ETFs keep growing, underscoring the importance of exactly how they are bought and sold.

As the latest data from the Investment Company Institute illustrates, exchange-traded funds are way beyond just being fringe products in the investment management space, and that growth trend underscores the importance of exactly how they are bought and sold.
While the entire universe of $1.1 trillion in 1,100 ETFs is still only about a tenth the size of the mutual fund industry, the growth pattern clearly favors ETFs.
According to the ICI data through Oct. 31, ETF assets grew by 6%, while total net assets in mutual funds declined by 1.3% over the same period to $11.6 trillion.
The popularity of ETFs also is evidenced by the fact ETF shares now represents 30% of the daily trading volume in the United States, up from 7% in 2006.
The trouble is, according to Eric Pollackov, managing director at ETF Capital Markets Charles Schwab & Co. Inc., a lot of advisers and investors are still taking the easy route of trading via market orders instead of the more-precise method of limit orders.

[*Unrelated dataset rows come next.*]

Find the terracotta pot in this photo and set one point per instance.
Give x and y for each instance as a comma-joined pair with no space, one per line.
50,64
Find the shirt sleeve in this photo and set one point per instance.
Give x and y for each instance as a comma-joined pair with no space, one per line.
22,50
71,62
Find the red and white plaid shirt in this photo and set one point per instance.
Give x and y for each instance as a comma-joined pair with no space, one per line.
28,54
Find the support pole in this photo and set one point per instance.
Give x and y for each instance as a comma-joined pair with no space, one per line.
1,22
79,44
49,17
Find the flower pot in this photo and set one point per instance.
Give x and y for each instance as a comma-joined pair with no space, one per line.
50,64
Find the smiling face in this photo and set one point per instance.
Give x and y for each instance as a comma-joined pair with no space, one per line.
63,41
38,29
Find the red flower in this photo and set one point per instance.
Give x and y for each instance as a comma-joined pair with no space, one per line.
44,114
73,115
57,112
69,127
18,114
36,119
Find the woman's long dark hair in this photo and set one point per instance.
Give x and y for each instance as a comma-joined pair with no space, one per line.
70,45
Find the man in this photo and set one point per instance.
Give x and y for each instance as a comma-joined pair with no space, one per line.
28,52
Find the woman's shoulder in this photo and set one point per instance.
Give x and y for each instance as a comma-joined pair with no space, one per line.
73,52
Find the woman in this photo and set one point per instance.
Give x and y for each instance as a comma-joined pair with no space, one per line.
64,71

“I don’t think most people even realize they have a choice in how they trade,” said Mr. Pollackov, a former trader.
Too often, he said, an adviser will trade using a market order that does not include restrictions on price or the time frame for the order to be executed.
A limit order, by contrast, sets a price and time frame for which the buy or sell order is open.
“A market order will guarantee a trade and a price, it just doesn’t guarantee an efficient price,” Mr. Pollackov said. “When it comes to ETFs, 90% of the time, you’re trading against a professional market maker, and when they see a market order come in they have the ability to price it wherever they see fit.”
This is especially important in the ETF space, where there could be just one market maker trading a particular ETF.
As opposed to individual stocks, “with ETFs,” Mr. Pollackov said, “you’re much more likely to be trading against a professional market maker. We advise clients to not use market orders at all.”
What Mr. Pollackov does recommend is marketable limit orders that can serve the dual purpose of executing the trade and managing the price.
For example, if an adviser wanted to buy 5,000 shares of a particular ETF that had a best-offer price of $25.10 for 200 shares, Mr. Pollackov recommends submitting a bid of $25.20 for 5,000 shares.
By bidding 10 cents over the best offer price, the limit order would buy the 200 shares offered at $25.10, along with the next-best-priced shares up to $25.20.
Submitting a simple market order for 5,000 shares would likely also get the first 200 shares at $25.10, but the buyer would have no control over how much was paid for the rest of the order.
“When I was a trader, there was nothing better than a market order, because we got to price the trade wherever we felt we could make an arbitrage,” Mr. Pollackov said.